Piceomphale bulgarioides
Anamorph: not known.
Teleomorph: ascomata apothecia, 3-10 mm diam., often in large clusters, superficial on the substratum, cupulate to saucer-shaped, the margin slightly raised; disc olive to blackish brown, exciple slightly paler, dull and smooth. Exciple composed of an outer layer 100_170 µm thick of periclinally arranged mid brown thick-walled angular to angular-globose, and an inner layer of thick-walled intertwined hyphae surrounded by ± melanized amorphous material; subhymanium thin, almost hyaline. Hymenium hyaline, 100-120 µm thick. Interascal tissue of thin-walled paraphyses 3-4 µm diam., occasionally branched near the base, the apices hardly swollen and not pigmented. Asci 80-95 x 6-7 µm, cylindrical, fairly thick-walled but not fissitunicate, the apex obtuse, distinctly thickened with a narrow cylindrical pore that blues in iodine, 8-spored. Ascospores arranged uniseriately, 10.5-12.2 x (4-) 4.5-5 µm, ellipsoidal to fusiform-ellipsoidal or occasionally slightly rhomboid, sometimes slightly inaequilateral, thin-walled, aseptate, hyaline, smooth, without an epispore or gelatinous sheath.
Not formally assessed, currently only one confirmed British record.
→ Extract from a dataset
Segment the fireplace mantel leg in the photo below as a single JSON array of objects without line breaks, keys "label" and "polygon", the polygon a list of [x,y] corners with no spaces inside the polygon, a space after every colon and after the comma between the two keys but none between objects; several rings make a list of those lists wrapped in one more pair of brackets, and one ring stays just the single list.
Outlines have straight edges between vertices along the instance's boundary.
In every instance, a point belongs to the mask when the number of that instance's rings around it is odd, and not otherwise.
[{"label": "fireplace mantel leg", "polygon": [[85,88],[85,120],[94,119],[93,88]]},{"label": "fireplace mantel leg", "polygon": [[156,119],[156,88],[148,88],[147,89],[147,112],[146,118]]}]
P. bulgarioides appears confined to the non-native tree Picea abies, but could have spread naturally onto the host from Scandinavia.
Antinoa (Phialea) strobilina appears very similar but has a more strongly malanized stalk, an outer exciple composed of hyphal tissue, and narrower ascospores 8-10 x 1.5-2 µm in size. Dennis (1956) assumed that P. bulgarioides was a synonym of this species.
On dead fallen cones of Picea abies.
Known from a single site in VC96 E Inverness.